On April Fool’s Day several years ago I told my hockey-mad son that his big game was cancelled because the ice had melted at the rink. I thought his reaction was hilarious, but he still tells me it wasn’t funny. Humour, like beauty, is in the eye of the beholder! At the Library we have humorous books for all ages and tastes. Here is a sampling.
Babies love to laugh, and the board book Animals Should Definitely Not Wear Clothing by Judi Barrett and illustrated by Ron Barrett can get the giggles going. It provides lovely pictures of what could happen if different animals did wear clothes, like, a snake would lose it, a sheep might find it terribly hot, and a billy goat would eat it for lunch.
Chicken Butt! by Erica S. Perl, illustrated by Henry Cole, appeals to both children and parents. If you’ve ever been asked, “Guess what?” by a smirking six year old, you’ll know why!
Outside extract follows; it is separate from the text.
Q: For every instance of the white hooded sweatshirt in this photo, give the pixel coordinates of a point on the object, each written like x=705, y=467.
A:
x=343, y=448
This is one of those books that’s funny because it’s true.
Laugh Out Loud Canadian Jokes is a collection of over 400 jokes put together by Scholastic. Most are one-liners, like: What is a hockey player’s favourite dairy product? Top cheese! (page 91). This book also includes some riddles, and would be fun to take along on a family road trip.
Around the World in Jokes, Riddles, and Games by Marguerite Rodger is a nice introduction to international relations for children. It explains how while laughter is universal, the things we find funny are not. This book includes chapters about puns, metaphors, and synonyms and homonyms as well — fun and educational!
Jeff Foxworthy, Erma Bombeck, and Arthur Black are well-known funny people who have written books. Jeff Foxworthy’s book Redneck Dictionary III: Learning to Talk More Gooder Fastly is just as the title describes. You can hear the twang in Jeff’s voice as you read definitions such as: reckon v. the ongoing act of destroying or demolishing. “I keep buyin ‘em, she keeps reckon ‘em.”
Erma Bombeck’s classic When You Look Like Your Passport Photo, It’s Time to Go Home is a laugh-out-loud account of her travels. Novice and seasoned travellers alike are sure to relate to her stories of vacation misadventures.
Arthur Black, who sadly died in February, got his start as a funny guy on the radio in Thunder Bay. He went on to write several books including Fifty Shades of Black. It includes anecdotes, stories, opinions and yarns, based on his own life, and astute observations.
Hungry for humour? Visit your Library and we’ll happily hook you up!